Figures were selected by the author.

Author's comment

Abstract
Yeast Hho1p contains two domains, GI and GII, that are homologous to the single globular domain of the linker histone H1 (GH1). We showed previously that the isolated GI and GII domains have different structural stabilities and functional properties. GI, like GH1 and the related GH5, is stably folded at low ionic strength (10 mM sodium phosphate) and gives strong protection of chromatosome-length DNA (approximately 166 bp) during micrococcal nuclease digestion of chromatin. GII is intrinsically unfolded in 10 mM sodium phosphate and gives weak chromatosome protection, but in 250 mM sodium phosphate has a structure very similar to that of GI as determined by NMR spectroscopy. We now show that the loop between helices II and III in GII is the cause of both its instability and its inability to confer strong chromatosome protection.

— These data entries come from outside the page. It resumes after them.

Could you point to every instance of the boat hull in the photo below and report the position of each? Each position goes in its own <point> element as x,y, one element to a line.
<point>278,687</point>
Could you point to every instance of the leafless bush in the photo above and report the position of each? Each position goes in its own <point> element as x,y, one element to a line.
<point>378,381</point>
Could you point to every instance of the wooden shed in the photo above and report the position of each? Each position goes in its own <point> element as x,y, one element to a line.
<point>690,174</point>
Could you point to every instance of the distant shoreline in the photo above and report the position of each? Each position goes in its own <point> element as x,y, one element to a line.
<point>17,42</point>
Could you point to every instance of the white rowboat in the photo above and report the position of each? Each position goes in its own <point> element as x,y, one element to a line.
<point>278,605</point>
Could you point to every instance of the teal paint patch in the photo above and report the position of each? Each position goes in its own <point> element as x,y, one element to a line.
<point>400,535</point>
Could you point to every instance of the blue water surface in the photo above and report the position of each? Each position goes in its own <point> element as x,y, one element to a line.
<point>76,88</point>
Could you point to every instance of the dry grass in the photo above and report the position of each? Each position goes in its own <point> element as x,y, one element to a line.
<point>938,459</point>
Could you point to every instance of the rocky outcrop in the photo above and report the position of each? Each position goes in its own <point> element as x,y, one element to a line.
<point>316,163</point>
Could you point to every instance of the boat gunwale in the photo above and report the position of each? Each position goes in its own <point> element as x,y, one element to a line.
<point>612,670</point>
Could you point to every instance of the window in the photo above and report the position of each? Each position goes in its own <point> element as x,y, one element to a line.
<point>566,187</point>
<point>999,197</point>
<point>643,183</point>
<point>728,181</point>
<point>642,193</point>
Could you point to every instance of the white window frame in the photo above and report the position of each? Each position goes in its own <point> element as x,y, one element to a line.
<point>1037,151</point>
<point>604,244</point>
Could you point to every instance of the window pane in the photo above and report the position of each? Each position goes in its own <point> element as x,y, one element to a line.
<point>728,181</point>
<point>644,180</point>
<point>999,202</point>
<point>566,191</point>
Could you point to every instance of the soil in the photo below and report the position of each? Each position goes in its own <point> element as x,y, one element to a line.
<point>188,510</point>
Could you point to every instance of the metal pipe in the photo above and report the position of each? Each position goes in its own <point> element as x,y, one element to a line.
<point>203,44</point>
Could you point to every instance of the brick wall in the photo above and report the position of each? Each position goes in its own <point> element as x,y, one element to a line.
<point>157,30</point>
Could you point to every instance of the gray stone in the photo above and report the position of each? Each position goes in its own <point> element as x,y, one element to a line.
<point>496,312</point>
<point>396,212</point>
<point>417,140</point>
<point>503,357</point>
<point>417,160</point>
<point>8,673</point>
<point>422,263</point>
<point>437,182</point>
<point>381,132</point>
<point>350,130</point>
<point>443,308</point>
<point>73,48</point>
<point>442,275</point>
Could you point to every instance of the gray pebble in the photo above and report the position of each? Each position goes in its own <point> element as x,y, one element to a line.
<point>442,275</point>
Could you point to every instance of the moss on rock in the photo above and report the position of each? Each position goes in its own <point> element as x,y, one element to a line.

A mutant GII, containing the loop of GI, termed GII-L, is stable in 10 mM sodium phosphate and is as effective as GI in chromatosome protection. Two GII mutants with selected mutations within the original loop were also slightly more stable than GII. In GII, two of the four basic residues conserved at the second DNA binding site (“site II”) on the globular domain of canonical linker histones, and in GI, are absent. Introduction of the two “missing” site II basic residues into GII or GII-L destabilised the protein and led to decreased chromatosome protection relative to the protein without the basic residues. In general, the ability to confer chromatosome protection in vitro is closely related to structural stability (the relative population of structured and unstructured states). We have determined the structure of GII-L by NMR spectroscopy. GII-L is very similar to GII folded in 250 mM sodium phosphate, with the exception of the substituted loop region, which, as in GI, contains a single helical turn.